Francisco Gomes

Personal information
- Full name: Francisco Tomás Aguiar Gomes
- Date of birth: 14 April 2004 (age 22)
- Place of birth: Funchal, Portugal
- Height: 1.75 m (5 ft 9 in)
- Position: Right winger

Team information
- Current team: Marítimo
- Number: 20

Youth career
- 2010–2017: Zenit Saint Petersburg
- 2017–2018: Slavia Prague
- 2018–2023: Marítimo

Senior career*
- Years: Team / Apps / (Gls)
- 2022–2025: Marítimo B / 32 / (5)
- 2022–: Marítimo / 32 / (2)

= Francisco Gomes (footballer) =

Portuguese footballer

Francisco Tomás Aguiar Gomes (born 14 April 2004), also known as Xiko, is a Portuguese footballer who plays as a right winger for Primeira Liga club Marítimo.

==Early life==
Gomes was born in Funchal on the island of Madeira to Danny, who was then an attacking midfielder for Marítimo. When their father went to Russia to play for Zenit Saint Petersburg, Gomes and his identical twin brother Bernardo played for the youth team. The boys were involved in a controversy in September 2011 when their father scored a UEFA Champions League goal against Portuguese club Porto and celebrated by imitating a urinating dog; he explained that it was because he was going to buy them a puppy.

==Career==
At age 17 in August 2021, the brothers signed professional contracts for Marítimo. On 13 December 2022, Gomes made his first-team debut as a last-minute substitute in a 5–0 Taça da Liga defeat away to Sporting CP, another of his father's previous clubs. After turning 19, the brothers, who were alternating between the under-23 and reserve teams, extended their contract to 2027.

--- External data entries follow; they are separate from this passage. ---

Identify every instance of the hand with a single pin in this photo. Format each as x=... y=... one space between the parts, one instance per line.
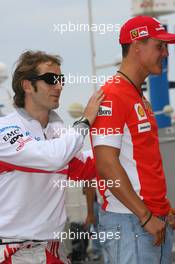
x=92 y=107
x=171 y=218
x=156 y=227
x=90 y=220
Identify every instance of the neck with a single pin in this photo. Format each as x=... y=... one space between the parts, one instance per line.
x=134 y=73
x=38 y=114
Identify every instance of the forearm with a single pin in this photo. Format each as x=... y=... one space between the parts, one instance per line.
x=90 y=198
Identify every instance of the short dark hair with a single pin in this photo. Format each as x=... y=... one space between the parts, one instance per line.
x=126 y=47
x=26 y=68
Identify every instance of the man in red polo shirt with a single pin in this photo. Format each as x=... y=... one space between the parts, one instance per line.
x=126 y=148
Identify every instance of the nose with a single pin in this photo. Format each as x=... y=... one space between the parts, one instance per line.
x=58 y=86
x=165 y=52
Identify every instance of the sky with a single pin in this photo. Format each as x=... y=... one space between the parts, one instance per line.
x=36 y=25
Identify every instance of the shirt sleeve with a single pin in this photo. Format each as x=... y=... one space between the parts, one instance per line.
x=18 y=149
x=109 y=125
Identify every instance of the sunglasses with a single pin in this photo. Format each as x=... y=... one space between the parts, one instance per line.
x=50 y=78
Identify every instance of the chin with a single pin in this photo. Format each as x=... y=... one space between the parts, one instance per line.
x=156 y=71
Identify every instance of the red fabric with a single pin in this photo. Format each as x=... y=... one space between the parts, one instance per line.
x=50 y=259
x=82 y=171
x=7 y=253
x=142 y=27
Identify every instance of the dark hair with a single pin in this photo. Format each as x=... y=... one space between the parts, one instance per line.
x=125 y=49
x=26 y=68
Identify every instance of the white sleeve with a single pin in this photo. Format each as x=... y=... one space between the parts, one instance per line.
x=49 y=155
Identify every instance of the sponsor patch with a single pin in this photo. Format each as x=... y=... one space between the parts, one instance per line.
x=139 y=32
x=140 y=112
x=8 y=127
x=105 y=108
x=144 y=127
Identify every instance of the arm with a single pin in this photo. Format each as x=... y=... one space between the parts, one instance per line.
x=48 y=155
x=109 y=167
x=90 y=198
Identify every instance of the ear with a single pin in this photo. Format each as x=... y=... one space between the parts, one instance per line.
x=27 y=86
x=136 y=46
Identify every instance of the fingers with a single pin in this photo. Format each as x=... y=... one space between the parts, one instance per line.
x=159 y=238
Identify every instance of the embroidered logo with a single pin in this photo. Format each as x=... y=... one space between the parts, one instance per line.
x=139 y=32
x=105 y=108
x=140 y=112
x=144 y=127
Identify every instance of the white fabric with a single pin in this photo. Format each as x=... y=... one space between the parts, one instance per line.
x=30 y=206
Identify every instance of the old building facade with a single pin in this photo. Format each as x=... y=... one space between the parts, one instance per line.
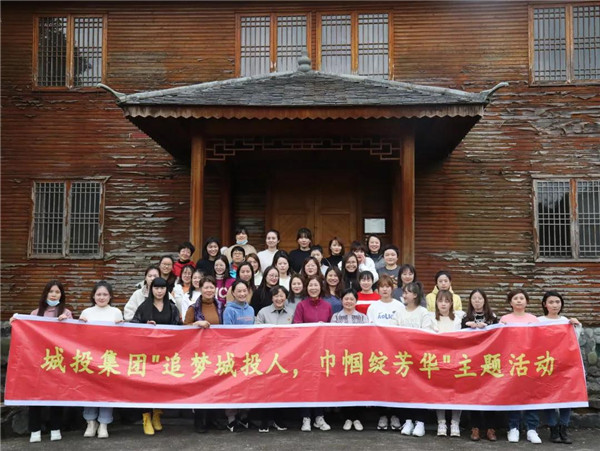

On 3 August 2025, Gomes scored the last goal of a 3–0 win over island rivals Nacional in the Troféu Cidade do Funchal, at the Estádio do Marítimo. He scored twice in 20 games as his team won Liga Portugal 2 in 2025–26; his first goal on 21 December was in a 4–1 win away to Leixões, and his second on 1 May in a 3–2 win in the reverse fixture saw his team crowned champions with two games remaining.